Wednesday, October 26, 2011

Continuous Improvement to Enhance P-3 Supportability

Ken Millar, the P-3 Program Director for Australian Aerospace, is our next speaker.

It's important for industry to look at the customer's operational environment. He noted that the RAAF P-3 fleet is really busy, resulting in issues with aircraft availability and the fleet is continuing to age. It is a complex and high-risk maintenance environment for the contractor.

He said that there needs to be an enduring continuous improvement culture. That kind of culture change requires strong management support.
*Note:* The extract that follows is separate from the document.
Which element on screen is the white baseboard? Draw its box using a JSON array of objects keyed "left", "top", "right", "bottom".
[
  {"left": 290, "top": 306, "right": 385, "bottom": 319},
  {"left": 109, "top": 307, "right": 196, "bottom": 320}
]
Australian Aerospace added consultants for training and mentoring and a full-time continuous improvement facilitator.

He noted the nature of P-3 depot maintenance has a number of inherent error-provoking conditions:
1) Lots of interruped disassembly/reassembly
2) Complex paperwork
3) Difficult publications
4) Problematic spares availability
5) Hangar access and lighting challenges
6) Large teams
7) Increasing non-standard repairs

The company's program human factors program was developed in-house and was delivered to every P-3 program manager. A two-day course was set up and there is now a refresher program every two years. The expected outcomes were an improvement in human factors beliefs and focus on maintenance practices, a greater awareness of the impact of personal decisions, a reduction in maintenance errors, and improved teamwork and efficiency.

Some of the early results include a failure rate improvement of better than 99 percent. The current state of the program: Early successes, increased staff involvement, and good momentum.

In summary, Millar thinks the RAAF P-3 is more supportable now than it was 10 years ago. He said that Australian Aerospace views support of the RAAF P-3 fleet planned withdrawal date of 2019 (and beyond, if necessary) with great optimism.